In den 1990er Jahren kamen hunderte Russlanddeutsche nach Bad Brückenau. So auch Familie Hahn, die die Bäckerei Löhmer in der Ludwigstraße übernommen hat. Dort gibt es russischdeutsche Spezialitäten - zum Beispiel das Osterbrot.
Es ist warm in der Backstube. Eben haben Elena und Alexander Hahn helle Rosinen-Brote in den Ofen geschoben. Nun läuft die Zeit. "Eigentlich ist das Osterbrot eine russische Tradition, die aus der orthodoxen Kirche kommt", erzählt Elena Hahn, Chefin der Bäckerei Löhmer. Doch die russlanddeutschen Familien haben diese Tradition übernommen - und mit nach Deutschland gebracht.
Das Paar - sie eine Russin, er Russlanddeutscher - hat sich in Karaganda in Kasachstan kennengelernt. 1992 kamen sie als eine der ersten Familien nach Bad Brückenau. Sohn Eugen (29) und Tochter Christina (21) wuchsen hier auf. Während die Mutter bald Arbeit in der Bäckerei Löhmer bekam, schaffte der Vater erst einige Jahre bei Hanse Haus, wurde in Kurzarbeit geschickt und arbeitete schließlich als Lkw-Fahrer. Als im Jahr 2004 für die Bäckerei ein Pächter gesucht wurde, machte sich die Familie kurzerhand selbstständig.
In Moskau studiert, in Bad Brückenau selbstständig gemacht
"Mama, ist der Stollen schon fertig?" Christina kommt in die Backstube. Sie hat bei ihrer Mutter eine Ausbildung zur Fachverkäuferin im Bereich Lebensmittel gemacht und steht - wenn sie nicht gerade in der Backstube aushilft - hinter der Kasse. Zwei weitere Verkäuferinnen und eine Aushilfe in der Backstube beschäftigt das Unternehmen. Der Kunde bekommt die Ware frisch, manchmal noch ofenwarm.

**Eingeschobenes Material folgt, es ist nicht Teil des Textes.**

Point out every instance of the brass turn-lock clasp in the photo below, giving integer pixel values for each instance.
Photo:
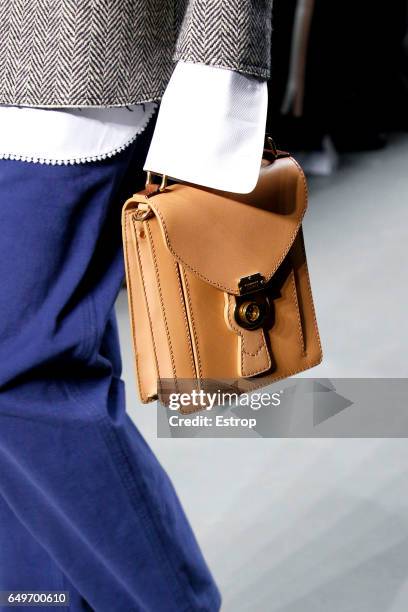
(252, 305)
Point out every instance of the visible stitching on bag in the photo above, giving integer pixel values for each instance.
(199, 366)
(309, 288)
(269, 276)
(261, 347)
(299, 322)
(149, 316)
(156, 269)
(183, 307)
(132, 309)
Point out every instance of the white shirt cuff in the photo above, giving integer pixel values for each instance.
(210, 128)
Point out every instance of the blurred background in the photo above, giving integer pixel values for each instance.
(321, 525)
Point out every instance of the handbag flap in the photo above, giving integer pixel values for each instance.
(222, 236)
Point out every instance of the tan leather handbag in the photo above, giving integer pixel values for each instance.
(218, 282)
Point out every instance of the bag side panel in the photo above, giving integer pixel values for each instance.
(143, 350)
(175, 352)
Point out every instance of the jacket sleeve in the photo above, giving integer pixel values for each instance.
(234, 34)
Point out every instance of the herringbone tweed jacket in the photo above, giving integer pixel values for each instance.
(119, 52)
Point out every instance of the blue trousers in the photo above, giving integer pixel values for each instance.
(84, 504)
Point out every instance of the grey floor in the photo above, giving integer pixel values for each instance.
(316, 525)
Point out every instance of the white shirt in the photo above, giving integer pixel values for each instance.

"Wir backen mit Natursauerteig und machen alles selbst", sagt Elena Hahn selbstbewusst. Sie weiß, was sie kann. Von 1979 bis 1986 hat sie in Moskau Technologie der Back-, Konditorei- und Teigwarenproduktion studiert. Ihr Diplom hängt im Geschäft gleich neben der Tür. Ihr Mann ist Kraftfahrer. Alles, was er über das Backen weiß, hat er von seiner Frau gelernt. Sie ist die Chefin - "aber das hört er nicht gern", sagt Tochter Christina über den Vater, aber sie lacht dabei.
Der Konkurrenzkampf ist groß
Der Stolz über das, was die Familie hier geschafft hat und täglich schafft, steht Alexander Hahn ins Gesicht geschrieben. Nach gut einer halben Stunde holen er und seine Frau die Osterbrote aus dem Ofen. "Die müssen erst mal auskühlen", erklärt er. Später wird Natalia Eirich kommen und sie mit Zuckerguss dekorieren.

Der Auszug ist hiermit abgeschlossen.